Arrival has the courage to be a sci-fi movie about the mind-bending effects of language, a heady theme presented with a welcome avoidance of apocalyptic special-effects.
The movie's main character is a linguist who finds herself in the middle of a frantic effort to understand the language of aliens who have parked 12 oval-shaped, 1,500-foot high vehicles on various portions of the globe.
Taken from author Ted Chiang's Story of Your Life, Arrival ponders the idea that language dominates perception. Fair enough, but what if we were encountering aliens? How would we grasp their written language if it were conveyed in odd looking symbols that resembled a cross between Christmas wreaths and an unidentified form of insect life?
Amy Adams plays Dr. Louise Banks, the academic charged with solving this puzzle. When we meet Dr. Banks, she's mired in grief for a daughter who recently died of cancer.
On what seems to be a normal morning, Dr. Banks arrives at her class only to find it almost empty. It quickly becomes apparent that Dr. Banks's students -- like everyone else on the planet -- have become transfixed by the arrival of alien crafts, a boon to the 24/7 news cycle, as if it needed one in the age of Trump.
An army colonel (Forest Whitaker) soon shows up to enlist Dr. Banks's help in talking to the aliens. The major question: Why have they arrived?
Dr. Banks insists that she can't tell anything from the colonel's recording of alien sounds; she needs direct contact with the aliens if she's to make sense of their language.
Director Denis Villeneuve (Sicario, Incendies) makes any number of smart choices, the most important of which involves early exposure to the aliens, octopus-like creatures referred to by earthlings as heptapods. Villeneuve seems less interested in how creatures from other worlds might look than in how we might talk to them.
To begin her work, Dr. Banks -- and others -- enter the craft and approach the aliens, who remain behind a transparent barrier. To reach the aliens, the anxious earthlings must walk through the vessel's tunnel-like approach where gravity goes topsy turvy. Eventually, the aliens emerge from a smokey haze.
The aliens communicate with deep sounds that evoke images of lonely whales or perhaps a wounded moose. They write by squirting inky figures from tentacles that splay and open like flowers. How exactly Dr. Banks determines how to read these figures isn't spelled out with much detail.
Effects aside, the movie depends heavily on Adams performance and on Villeneuve's willingness to avoid overstatement.

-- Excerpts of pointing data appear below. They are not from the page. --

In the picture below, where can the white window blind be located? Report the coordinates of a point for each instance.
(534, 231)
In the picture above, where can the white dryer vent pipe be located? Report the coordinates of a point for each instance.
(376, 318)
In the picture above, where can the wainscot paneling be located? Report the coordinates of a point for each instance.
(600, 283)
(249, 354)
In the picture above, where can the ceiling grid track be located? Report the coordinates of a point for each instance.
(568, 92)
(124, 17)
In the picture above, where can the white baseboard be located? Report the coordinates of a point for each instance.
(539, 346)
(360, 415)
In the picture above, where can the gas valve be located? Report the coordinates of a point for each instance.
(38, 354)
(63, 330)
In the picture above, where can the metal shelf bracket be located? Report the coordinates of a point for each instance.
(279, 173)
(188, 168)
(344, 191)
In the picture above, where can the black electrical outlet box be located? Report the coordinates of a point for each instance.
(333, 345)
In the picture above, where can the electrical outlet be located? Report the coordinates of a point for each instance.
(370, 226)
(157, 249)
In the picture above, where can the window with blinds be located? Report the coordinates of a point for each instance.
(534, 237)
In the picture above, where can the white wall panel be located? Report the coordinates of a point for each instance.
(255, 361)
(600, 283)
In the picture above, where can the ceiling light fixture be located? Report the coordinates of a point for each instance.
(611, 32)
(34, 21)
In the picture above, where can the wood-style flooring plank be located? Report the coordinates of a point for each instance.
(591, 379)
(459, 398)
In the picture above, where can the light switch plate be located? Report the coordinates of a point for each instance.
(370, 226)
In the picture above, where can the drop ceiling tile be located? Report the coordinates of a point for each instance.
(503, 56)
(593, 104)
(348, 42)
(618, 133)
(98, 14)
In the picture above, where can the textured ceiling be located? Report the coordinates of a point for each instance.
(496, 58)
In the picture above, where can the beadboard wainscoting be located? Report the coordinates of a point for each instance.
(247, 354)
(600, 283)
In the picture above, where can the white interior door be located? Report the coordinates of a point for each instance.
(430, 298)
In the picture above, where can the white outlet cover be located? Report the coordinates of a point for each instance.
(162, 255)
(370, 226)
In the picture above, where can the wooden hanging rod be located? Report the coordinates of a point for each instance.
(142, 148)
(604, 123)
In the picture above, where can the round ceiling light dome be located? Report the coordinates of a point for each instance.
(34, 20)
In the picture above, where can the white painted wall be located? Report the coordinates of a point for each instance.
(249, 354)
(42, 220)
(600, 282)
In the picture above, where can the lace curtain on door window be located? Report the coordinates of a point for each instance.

Adams gives Dr. Banks a sense of reserve that makes it clear that she's on a two-fold journey -- one having to do with communicating with the aliens; the other relating to coming to terms with grief. Accepting life means also accepting that all lives must end.
Dr. Banks works with a theoretical physicist (a subdued Jeremy Renner). Renner doesn't have much to do aside from occasionally asking Dr. Banks whether she's holding up under the strain of it all.
Jenner's Ian Donnelly doesn't know that Dr. Banks is having what are presented as unsettling flashbacks to moments she shared with her daughter; Villeneuve smartly hides the meaning of those flashbacks until the movie's intellectually trippy ending, which involves the way language influences our perception of time.
Simultaneously spectral and down-to-earth, Arrival casts a hypnotic spell, but that doesn't mean it achieves perfection.
In case the arrival of aliens on Earth weren't enough for one movie, the screenplay by Eric Heisserer adds a drearily familiar clash between scientists and the military.
A Chinese General (Tzi Ma) grows weary of trying to talk to the aliens and issues an ultimatum. Either leave in 24 hours or be attacked.
Can Dr. Banks discover the key to alien intentions before General Shang destroys the possibility for communication? Will the movie's resident CIA agent (Michael Stuhlbarg) stop Dr. Banks from finding a peaceful resolution to the conflict?
At its best, Arrival does what only movies can accomplish; it transports us into a reality that feels strange, unfamiliar and urgently important.
But it also can deflate such feelings with plot elements that undermine the movie's interest in the nature of time, the power of language and the gap between intellectual knowledge and emotional realization.
Still, those elements are there, and they make Arrival sci-fi with a difference: It's at least trying to be smart.